The 85 variables were entered into the machine learning algorithm called LogitBoost. LogitBoost is designed to with a machine learning algorithm to adapt to its individual user. Study authors noted that LogitBoost has the ability to analyze all 85 variables repeatedly until it develops the most efficient way to predict who had a heart attack or died. LogitBoost was able to identify patterns correlating the variables to death and heart attack with more than 90% accuracy.

"The algorithm progressively learns from the data and after numerous rounds of analyses, it figures out the high dimensional patterns that should be used to efficiently identify patients who have the event. The result is a score of individual risk," said Juarez-Orozco.

During the follow-up period, which lasted an average of 6 years, investigators observed there were 24 heart attacks, 49 deaths from any cause, and 109 patients underwent early revascularization.

Authors noted the predicative performance using the 10 clinical variables by themselves was modest, with an area under the curve of .65. When investigators added PET data the AUC increased to 0.69. When combing CCTA data to clinical and PET data, there was an AUC of .82.

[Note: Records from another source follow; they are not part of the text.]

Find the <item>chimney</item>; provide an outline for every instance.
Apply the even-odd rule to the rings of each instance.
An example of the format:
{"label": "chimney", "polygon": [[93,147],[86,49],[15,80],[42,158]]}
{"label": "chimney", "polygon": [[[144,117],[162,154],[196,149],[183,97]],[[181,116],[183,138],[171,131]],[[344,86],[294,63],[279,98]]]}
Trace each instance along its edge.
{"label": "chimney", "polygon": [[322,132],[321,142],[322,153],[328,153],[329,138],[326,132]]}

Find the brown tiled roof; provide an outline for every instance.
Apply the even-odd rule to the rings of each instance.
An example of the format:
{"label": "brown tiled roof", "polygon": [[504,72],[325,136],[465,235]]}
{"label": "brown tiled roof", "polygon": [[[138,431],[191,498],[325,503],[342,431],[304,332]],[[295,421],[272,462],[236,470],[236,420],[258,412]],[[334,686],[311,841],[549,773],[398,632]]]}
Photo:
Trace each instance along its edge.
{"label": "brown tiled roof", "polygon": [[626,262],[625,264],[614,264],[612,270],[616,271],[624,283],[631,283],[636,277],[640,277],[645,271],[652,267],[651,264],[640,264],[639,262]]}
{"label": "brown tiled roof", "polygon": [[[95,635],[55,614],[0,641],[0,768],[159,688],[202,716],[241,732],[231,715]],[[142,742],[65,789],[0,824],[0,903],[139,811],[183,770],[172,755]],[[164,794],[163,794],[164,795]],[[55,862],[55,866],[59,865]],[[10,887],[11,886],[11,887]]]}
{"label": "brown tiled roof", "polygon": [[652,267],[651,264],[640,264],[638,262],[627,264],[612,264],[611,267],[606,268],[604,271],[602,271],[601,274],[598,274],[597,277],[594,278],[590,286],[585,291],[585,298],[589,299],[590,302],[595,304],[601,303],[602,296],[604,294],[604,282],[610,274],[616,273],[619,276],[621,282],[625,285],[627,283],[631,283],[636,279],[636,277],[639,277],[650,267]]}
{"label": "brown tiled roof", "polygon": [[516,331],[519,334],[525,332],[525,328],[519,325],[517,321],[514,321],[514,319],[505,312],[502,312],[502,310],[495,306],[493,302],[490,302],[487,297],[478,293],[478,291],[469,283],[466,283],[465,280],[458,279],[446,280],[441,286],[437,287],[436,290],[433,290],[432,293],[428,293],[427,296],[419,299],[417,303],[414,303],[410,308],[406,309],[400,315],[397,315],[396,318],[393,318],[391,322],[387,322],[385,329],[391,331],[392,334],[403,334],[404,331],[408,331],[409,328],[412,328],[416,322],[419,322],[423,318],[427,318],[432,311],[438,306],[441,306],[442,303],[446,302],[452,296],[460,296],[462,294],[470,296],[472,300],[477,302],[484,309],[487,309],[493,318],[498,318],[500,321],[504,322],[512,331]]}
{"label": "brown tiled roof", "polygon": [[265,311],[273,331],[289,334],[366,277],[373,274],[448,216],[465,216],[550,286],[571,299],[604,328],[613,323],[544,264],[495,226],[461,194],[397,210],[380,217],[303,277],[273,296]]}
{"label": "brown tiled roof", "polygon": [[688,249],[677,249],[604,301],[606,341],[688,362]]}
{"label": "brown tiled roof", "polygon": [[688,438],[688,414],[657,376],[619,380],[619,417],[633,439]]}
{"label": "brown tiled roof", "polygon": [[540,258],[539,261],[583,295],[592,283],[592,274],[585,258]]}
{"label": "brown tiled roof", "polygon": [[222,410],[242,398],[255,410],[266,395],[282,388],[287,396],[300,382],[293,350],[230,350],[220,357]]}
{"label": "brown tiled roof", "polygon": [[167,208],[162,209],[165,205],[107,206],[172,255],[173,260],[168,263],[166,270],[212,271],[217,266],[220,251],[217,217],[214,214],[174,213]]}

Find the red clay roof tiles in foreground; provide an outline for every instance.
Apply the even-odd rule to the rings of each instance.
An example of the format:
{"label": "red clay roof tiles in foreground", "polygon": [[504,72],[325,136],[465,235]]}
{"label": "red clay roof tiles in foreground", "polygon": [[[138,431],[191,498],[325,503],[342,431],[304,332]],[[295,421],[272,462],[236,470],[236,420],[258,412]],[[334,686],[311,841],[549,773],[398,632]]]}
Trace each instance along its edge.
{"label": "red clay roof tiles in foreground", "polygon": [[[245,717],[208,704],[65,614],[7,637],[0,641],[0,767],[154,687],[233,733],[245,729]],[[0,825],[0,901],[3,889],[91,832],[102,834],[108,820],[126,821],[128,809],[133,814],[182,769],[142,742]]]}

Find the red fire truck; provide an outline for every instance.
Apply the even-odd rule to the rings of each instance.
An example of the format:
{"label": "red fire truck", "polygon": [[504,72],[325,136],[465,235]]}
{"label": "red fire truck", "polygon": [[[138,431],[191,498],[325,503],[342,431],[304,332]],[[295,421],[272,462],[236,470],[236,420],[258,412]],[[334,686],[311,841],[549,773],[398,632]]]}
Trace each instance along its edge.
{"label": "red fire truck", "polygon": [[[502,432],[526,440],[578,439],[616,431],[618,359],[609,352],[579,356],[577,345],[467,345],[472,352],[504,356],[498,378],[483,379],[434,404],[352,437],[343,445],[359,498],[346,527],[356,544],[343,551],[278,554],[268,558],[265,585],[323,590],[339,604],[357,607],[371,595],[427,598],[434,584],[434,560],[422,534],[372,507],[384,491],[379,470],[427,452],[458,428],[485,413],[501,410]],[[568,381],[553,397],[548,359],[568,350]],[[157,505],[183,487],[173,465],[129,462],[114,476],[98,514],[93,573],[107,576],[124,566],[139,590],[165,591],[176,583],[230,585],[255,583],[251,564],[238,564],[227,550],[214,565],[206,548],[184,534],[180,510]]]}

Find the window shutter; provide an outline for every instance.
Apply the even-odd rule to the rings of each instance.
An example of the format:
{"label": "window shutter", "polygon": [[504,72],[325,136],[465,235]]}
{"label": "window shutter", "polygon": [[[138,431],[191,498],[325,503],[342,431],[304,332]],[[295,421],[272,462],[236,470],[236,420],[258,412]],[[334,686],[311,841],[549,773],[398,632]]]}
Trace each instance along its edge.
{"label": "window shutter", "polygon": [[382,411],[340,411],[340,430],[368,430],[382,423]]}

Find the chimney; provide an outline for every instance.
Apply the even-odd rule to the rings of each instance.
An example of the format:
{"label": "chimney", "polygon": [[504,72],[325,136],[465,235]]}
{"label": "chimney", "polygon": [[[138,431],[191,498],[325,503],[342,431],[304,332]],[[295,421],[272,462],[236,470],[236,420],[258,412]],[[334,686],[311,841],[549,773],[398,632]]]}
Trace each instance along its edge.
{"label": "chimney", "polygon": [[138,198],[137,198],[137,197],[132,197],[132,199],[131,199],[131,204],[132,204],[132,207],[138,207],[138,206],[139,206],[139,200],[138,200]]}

In their conclusion, the authors wrote that machine learning for the analysis of clinical and hybrid sequential cardiac PET/CCTA data can improve the identification of symptomatic with CAD who will develop MI or death.

This study, titled “Refining the long-term prognostic value of hybrid PET/CT through machine learning,” was presented at the 2019 meeting of the International Conference on Nuclear Cardiology and Cardiac CT in Portugal.